The more you look under the covers of Services Oriented Architecture (SOA), the more you’ll realize how difficult it is to make it real.

That’s likely what a great many attendees were thinking during Computerworld Canada’s recent Technology Insights series discussion at Toronto’s Royal York Hotel on May 22. Many in the group of more than 40 invited IT professionals probably thought they were coming to hear a how-to discussion of SOA as a technology and set of applications, which they might look to introduce to their own computing environments.

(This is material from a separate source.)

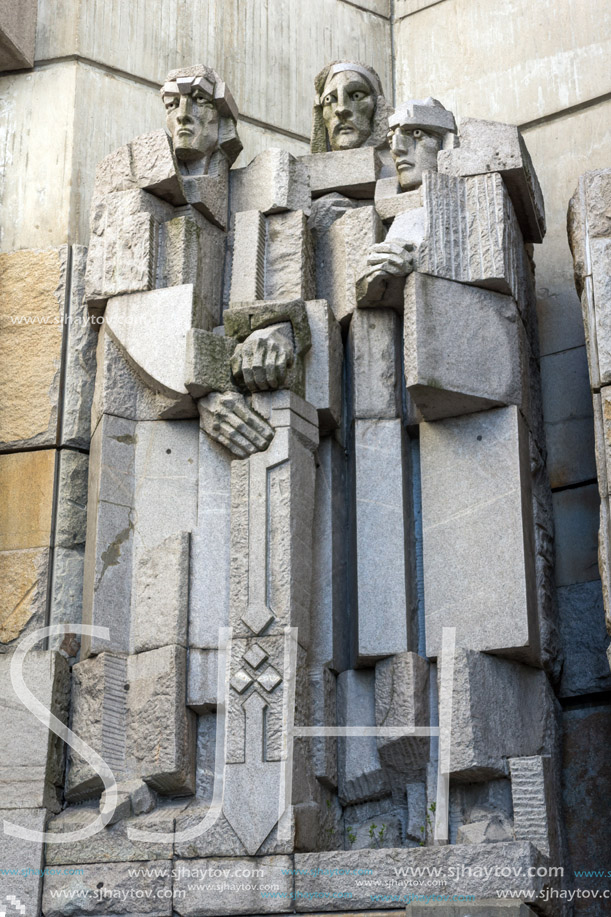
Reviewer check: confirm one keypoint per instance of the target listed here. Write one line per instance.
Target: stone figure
(317, 450)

What they quickly discovered was that it’s not nearly so simple. SOA is an idea that defines a way to build computing environments and platforms that let businesses consolidate IT and utilize information and data across many processes and applications. SOA isn’t so much technology as it is an approach to your IT.

SOA may appear to have lost some lustre as an important trend because it’s not so simple to show it off. You can’t just go out and purchase it. SOA is ongoing and starts small then slowly grows as a company begins with a simple pilot, achieves a measure of success with it, and then looks to enhance the SOA function or add other applications and processes to the mix.

In theory, SOA will tie everything together – data repositories, computing functions, applications and hardware – to achieve interconnectivity, integration, efficiency and ultimately a much richer computing capability. But, as the Royal York attendees learned, be prepared to take a long and hard road with SOA. Guest speakers from IBM Canada revealed there are good reasons to ponder going down the path. Think of SOA as the engine and underpinning for your business process management (BPM).

Peter Beggs, a WebSphere BPM specialist with IBM Canada, talked about the importance of achieving greater business “agility” through BPM. Agility in this case means the ability for your company’s business processes to react to and changing with market conditions.

Therein lies one of IT’s greatest and most fundamental challenges. Systems, applications and processes are often “siloed” and disparate, driven and supported by singular supporting architectures. Change is taboo when it comes to IT, and typically achieved with great difficulty or not at all. Successfully implemented SOAs improve how you design, manage and optimize your business processes by enabling solution building efficiency and asset reuse, says Beggs.

The devil is in the details, of course, and you can’t simply create a flexible BPM environment overnight. You begin modestly and move slowly. Perhaps with time and patience you achieve your SOA objectives, assuming you clearly understand these goals.

There is at least one good reason to consider SOA. IT World Canada’s 2008 research from our annual State-of-the-CIO survey of more than 230 IT senior executives shows, “integrating and/or enhancing existing systems and processes,” is the top technology priority for most respondents. That’s what SOA is all about – creating an integrated set of systems and processes.

The greatest challenge in the SOA battle may be to rally support within the organization. You can’t understate the importance of senior management and overall business buy-in to the near- and long-term SOA plan. As Beggs told the Technology Insights audience, “think of SOA as a mindset or style of design, not as a product or technology.”